To reverse these trends, officials plan to deploy the capital gradually, starting with 20 percent in the first year, 25 percent in each of the next two years, and the final 30 percent sp lit across the last two years. Irrigation and mechanization will take the largest slice of the budget, with KSh175 billion ($1.35 billion) earmarked for public-private partnerships.

Blended finance unlocks smallholder farmer credit

The money is meant to put an additional 150,000 to 200,000 hectares under irrigation, with the goal of increasing crop yields by up to 50 percent. Another KSh148 billion ($1.14 billion) will back a blended finance facility. This vehicle aims to protect commercial lenders by guaranteeing up to half of their loans, a move designed to unlock credit for 2.5 million smallholder farmers.

The strategy also attempts to curb Kenya’s dependency on food imports, specifically its edible oil bill, which costs the country between KSh99 billion ($766 million) and KSh102 billion ($788.8 million) every year. By allocating KSh120 billion ($928 million) to agro-industrialization and building processing zones across six economic corridors, the state aims to slash those imports by half and boost agricultural export values by 30 percent.

Additionally, the government will phase out its universal fertilizer subsidy. In its place, a KSh51 billion digital e-voucher system will target 1.2 million to 1.6 million vulnerable farmers, pastoralists, and fisherfolk to help them buy seeds, animal health services, and insurance.

Remaining funds are split among related priorities. Climate resilience and farm insurance will receive KSh85 billion, while KSh90 billion will fund 500 farmer enterprise clusters and a digital identification system. Food safety systems are budgeted at KSh55 billion, agricultural research and data infrastructure will get KSh45 billion, and KSh30 billion is set aside to support local county extension services.

New plan eyes boosted agricultural growth

Officials expect the total package to push annual agricultural growth to between 6 percent and 7 percent. Economists behind the plan say it carries a 1.9-to-one benefit-cost ratio, and estimate portfolio returns will fall between 12 percent and 19 percent. Government planners also expect the state’s risk-sharing tools to draw in an additional KSh500 billion ($3.86 billion) in private capital beyond the core investment target.

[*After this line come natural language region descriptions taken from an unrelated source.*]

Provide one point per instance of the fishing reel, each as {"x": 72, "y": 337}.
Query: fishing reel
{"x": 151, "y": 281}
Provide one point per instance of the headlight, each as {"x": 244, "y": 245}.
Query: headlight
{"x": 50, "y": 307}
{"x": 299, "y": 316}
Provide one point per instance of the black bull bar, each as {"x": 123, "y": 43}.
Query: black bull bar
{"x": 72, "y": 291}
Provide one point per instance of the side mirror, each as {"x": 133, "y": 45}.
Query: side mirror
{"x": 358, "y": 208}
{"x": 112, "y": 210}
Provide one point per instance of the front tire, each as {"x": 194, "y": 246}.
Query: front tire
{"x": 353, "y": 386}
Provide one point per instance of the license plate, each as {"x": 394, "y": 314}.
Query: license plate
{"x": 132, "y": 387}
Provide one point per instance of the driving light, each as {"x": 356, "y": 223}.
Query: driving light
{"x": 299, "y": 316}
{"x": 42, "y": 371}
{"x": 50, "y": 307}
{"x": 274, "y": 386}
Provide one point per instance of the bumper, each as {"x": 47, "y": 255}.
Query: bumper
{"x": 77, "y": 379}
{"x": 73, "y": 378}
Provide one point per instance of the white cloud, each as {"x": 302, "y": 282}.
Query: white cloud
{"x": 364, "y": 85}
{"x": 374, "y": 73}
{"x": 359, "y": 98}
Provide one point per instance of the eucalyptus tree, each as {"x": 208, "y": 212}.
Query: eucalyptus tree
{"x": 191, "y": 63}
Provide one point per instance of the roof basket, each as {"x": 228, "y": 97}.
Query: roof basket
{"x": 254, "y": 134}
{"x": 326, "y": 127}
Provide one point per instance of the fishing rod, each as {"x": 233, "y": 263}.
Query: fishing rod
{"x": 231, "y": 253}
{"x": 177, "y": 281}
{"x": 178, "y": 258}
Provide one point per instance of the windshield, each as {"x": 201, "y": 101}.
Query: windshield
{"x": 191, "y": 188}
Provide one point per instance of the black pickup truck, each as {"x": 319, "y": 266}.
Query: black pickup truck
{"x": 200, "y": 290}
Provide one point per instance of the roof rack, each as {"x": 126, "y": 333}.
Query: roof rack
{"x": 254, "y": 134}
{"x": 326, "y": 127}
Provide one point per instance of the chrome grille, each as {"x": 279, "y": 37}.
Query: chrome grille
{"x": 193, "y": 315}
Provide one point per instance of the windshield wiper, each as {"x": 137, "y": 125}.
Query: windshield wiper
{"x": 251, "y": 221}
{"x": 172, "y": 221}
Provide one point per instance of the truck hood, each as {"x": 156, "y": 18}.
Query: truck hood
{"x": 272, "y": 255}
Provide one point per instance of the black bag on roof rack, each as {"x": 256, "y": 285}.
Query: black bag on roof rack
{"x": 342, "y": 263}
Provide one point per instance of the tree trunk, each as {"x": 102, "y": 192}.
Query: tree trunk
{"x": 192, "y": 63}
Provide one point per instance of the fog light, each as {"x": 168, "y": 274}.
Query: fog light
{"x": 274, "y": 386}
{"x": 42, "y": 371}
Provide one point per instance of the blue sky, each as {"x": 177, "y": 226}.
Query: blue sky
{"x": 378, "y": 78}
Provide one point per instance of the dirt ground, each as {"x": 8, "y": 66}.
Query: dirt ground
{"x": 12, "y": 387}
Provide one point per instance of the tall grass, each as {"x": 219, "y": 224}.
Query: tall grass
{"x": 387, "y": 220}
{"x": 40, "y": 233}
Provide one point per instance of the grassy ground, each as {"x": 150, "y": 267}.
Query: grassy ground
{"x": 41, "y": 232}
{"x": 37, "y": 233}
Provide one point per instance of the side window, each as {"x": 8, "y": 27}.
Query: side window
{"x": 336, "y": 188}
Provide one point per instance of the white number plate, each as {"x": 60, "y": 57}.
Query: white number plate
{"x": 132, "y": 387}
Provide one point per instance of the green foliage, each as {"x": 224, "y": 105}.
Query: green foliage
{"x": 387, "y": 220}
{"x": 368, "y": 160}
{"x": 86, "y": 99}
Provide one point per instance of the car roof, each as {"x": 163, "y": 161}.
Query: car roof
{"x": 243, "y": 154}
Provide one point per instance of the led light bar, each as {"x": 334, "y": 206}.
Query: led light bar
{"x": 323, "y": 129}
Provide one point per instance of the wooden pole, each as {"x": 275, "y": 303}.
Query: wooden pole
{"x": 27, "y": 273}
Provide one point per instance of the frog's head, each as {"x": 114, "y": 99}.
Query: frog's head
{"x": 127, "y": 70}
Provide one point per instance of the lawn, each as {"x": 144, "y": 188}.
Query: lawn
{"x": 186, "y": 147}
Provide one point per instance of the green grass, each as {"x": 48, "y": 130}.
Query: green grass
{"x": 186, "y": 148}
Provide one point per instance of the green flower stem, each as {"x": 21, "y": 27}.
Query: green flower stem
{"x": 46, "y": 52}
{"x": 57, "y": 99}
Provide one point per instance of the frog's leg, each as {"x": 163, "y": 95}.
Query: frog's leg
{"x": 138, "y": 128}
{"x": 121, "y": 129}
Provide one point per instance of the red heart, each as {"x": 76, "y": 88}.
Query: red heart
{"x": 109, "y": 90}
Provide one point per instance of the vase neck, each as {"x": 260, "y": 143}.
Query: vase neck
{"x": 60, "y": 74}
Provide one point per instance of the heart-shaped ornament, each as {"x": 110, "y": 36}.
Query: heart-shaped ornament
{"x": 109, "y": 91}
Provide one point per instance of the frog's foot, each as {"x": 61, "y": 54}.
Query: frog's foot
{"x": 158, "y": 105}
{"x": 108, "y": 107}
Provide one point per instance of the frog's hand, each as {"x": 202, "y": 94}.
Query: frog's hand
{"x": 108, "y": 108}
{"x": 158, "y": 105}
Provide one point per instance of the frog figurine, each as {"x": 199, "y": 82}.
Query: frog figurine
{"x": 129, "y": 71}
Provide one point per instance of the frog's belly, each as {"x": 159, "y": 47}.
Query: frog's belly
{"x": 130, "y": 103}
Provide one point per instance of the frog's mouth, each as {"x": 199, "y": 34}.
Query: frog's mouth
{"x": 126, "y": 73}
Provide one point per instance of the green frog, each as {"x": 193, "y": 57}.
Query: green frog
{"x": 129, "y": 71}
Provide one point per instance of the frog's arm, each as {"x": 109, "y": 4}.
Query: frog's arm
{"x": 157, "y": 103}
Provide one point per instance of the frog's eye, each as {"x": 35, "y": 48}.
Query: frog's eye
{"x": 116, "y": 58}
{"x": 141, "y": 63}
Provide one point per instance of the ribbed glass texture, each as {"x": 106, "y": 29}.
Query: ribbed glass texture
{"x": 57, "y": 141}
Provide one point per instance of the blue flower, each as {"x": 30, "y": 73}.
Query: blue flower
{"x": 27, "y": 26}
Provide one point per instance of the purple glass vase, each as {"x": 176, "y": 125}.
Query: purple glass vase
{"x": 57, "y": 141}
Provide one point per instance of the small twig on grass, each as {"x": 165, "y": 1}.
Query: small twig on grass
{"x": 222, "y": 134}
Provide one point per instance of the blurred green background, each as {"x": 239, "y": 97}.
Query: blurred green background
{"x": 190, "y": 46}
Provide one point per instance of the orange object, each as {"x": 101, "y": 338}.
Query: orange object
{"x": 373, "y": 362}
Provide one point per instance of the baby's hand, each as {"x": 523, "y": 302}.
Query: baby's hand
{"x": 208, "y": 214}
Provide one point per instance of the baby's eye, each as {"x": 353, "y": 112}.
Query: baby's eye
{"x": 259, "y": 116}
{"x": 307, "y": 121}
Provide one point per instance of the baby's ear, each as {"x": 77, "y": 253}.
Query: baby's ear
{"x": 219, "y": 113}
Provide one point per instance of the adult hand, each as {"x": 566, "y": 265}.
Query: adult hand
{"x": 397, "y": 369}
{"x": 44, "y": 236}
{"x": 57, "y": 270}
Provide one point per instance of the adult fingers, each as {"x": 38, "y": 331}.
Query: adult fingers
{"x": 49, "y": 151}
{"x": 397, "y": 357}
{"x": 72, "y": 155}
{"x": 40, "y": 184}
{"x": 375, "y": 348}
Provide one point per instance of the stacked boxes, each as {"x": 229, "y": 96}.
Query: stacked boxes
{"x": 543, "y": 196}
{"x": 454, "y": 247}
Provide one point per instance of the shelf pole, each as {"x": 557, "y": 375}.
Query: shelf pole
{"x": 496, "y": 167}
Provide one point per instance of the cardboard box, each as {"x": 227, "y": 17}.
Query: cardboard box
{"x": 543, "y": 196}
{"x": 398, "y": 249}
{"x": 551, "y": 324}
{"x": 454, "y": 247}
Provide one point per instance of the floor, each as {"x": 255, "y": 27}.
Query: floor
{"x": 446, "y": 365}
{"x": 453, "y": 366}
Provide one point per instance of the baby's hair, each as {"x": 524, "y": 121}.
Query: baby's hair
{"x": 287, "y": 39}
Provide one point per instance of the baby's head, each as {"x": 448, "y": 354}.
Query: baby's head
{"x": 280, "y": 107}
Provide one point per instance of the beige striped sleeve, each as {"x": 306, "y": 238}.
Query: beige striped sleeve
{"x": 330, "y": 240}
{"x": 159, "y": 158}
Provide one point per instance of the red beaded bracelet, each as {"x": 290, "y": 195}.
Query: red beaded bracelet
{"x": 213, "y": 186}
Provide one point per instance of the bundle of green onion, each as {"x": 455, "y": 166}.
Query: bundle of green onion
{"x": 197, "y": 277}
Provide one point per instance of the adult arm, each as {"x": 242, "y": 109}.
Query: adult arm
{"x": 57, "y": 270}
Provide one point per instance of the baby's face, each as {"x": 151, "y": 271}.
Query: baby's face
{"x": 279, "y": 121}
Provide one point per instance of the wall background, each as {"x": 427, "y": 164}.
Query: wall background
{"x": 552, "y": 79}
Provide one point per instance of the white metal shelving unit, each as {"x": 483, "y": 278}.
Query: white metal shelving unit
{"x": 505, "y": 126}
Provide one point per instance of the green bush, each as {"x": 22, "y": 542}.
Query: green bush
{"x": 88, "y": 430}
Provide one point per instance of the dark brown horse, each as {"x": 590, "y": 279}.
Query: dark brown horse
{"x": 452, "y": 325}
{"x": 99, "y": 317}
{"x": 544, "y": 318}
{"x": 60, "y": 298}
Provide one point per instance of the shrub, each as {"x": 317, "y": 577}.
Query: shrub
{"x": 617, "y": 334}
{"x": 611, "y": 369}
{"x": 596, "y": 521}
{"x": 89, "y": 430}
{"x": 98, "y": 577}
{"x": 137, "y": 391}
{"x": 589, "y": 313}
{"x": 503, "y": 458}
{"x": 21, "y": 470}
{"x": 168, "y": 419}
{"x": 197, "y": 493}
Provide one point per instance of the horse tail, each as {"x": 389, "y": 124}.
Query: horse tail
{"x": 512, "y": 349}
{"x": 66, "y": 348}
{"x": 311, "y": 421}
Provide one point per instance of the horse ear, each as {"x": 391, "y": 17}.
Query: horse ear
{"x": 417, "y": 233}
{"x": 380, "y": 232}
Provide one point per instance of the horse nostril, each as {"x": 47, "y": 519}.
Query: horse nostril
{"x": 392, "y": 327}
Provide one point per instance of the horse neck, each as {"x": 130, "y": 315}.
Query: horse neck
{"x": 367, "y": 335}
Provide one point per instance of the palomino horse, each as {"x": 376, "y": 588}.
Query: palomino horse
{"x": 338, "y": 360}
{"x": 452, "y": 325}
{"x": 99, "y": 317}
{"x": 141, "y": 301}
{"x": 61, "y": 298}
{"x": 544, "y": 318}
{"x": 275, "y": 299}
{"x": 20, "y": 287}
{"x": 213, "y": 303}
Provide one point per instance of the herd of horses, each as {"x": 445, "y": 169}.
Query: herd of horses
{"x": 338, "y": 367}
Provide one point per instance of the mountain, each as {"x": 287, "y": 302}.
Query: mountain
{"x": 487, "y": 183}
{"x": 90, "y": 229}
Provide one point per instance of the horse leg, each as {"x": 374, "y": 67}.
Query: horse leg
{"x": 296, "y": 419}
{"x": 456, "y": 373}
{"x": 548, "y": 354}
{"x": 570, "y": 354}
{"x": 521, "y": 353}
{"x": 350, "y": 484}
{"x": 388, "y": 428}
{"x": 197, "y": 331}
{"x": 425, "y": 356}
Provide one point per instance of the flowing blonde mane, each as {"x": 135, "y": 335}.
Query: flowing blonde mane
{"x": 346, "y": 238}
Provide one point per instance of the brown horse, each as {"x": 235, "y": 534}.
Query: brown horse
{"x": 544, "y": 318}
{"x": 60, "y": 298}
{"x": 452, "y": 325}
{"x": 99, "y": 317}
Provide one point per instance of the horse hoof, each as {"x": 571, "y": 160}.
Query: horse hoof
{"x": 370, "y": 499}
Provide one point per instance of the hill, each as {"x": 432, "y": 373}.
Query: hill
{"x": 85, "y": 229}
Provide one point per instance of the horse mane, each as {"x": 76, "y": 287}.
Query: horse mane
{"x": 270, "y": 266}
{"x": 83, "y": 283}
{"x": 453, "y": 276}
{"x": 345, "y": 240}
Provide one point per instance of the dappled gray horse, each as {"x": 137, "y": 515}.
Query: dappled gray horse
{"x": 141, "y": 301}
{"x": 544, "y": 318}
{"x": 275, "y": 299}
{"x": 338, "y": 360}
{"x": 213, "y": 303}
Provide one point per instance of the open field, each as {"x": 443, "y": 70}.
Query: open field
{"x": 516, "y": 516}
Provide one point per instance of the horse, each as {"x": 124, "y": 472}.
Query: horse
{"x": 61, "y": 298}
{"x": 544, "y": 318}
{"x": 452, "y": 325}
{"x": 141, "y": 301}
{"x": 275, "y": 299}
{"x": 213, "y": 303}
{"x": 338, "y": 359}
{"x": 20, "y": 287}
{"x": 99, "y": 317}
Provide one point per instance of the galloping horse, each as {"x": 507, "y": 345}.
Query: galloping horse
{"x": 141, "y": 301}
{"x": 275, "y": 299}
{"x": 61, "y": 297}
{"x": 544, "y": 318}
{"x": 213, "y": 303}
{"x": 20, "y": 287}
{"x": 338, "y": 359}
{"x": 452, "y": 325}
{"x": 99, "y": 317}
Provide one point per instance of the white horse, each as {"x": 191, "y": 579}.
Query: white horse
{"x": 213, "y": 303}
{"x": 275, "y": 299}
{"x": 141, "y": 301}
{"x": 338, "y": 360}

Even with heavy private backing, the plan faces an immediate budget gap of KSh250 billion ($1.93 billion) to KSh300 billion ($2.31 billion). Planners blame the shortfall on conservative public spending projections and unconfirmed donor pledges, noting that irrigation and climate infrastructure projects remain underfunded. To close this gap, officials say they are considering a KSh100 billion ($773.4 million) green bond, expanding state loan guarantees, and using land-for-equity partnerships.

The program will run on a three-tier governance system. A national steering committee led by the Agriculture Ministry’s principal secretary will manage the top-line strategy, while county committees handle local projects. To ensure accountability, county funding will be tied strictly to performance; any local administration that falls below 80 percent of its targets risks having its funding reallocated to other regions.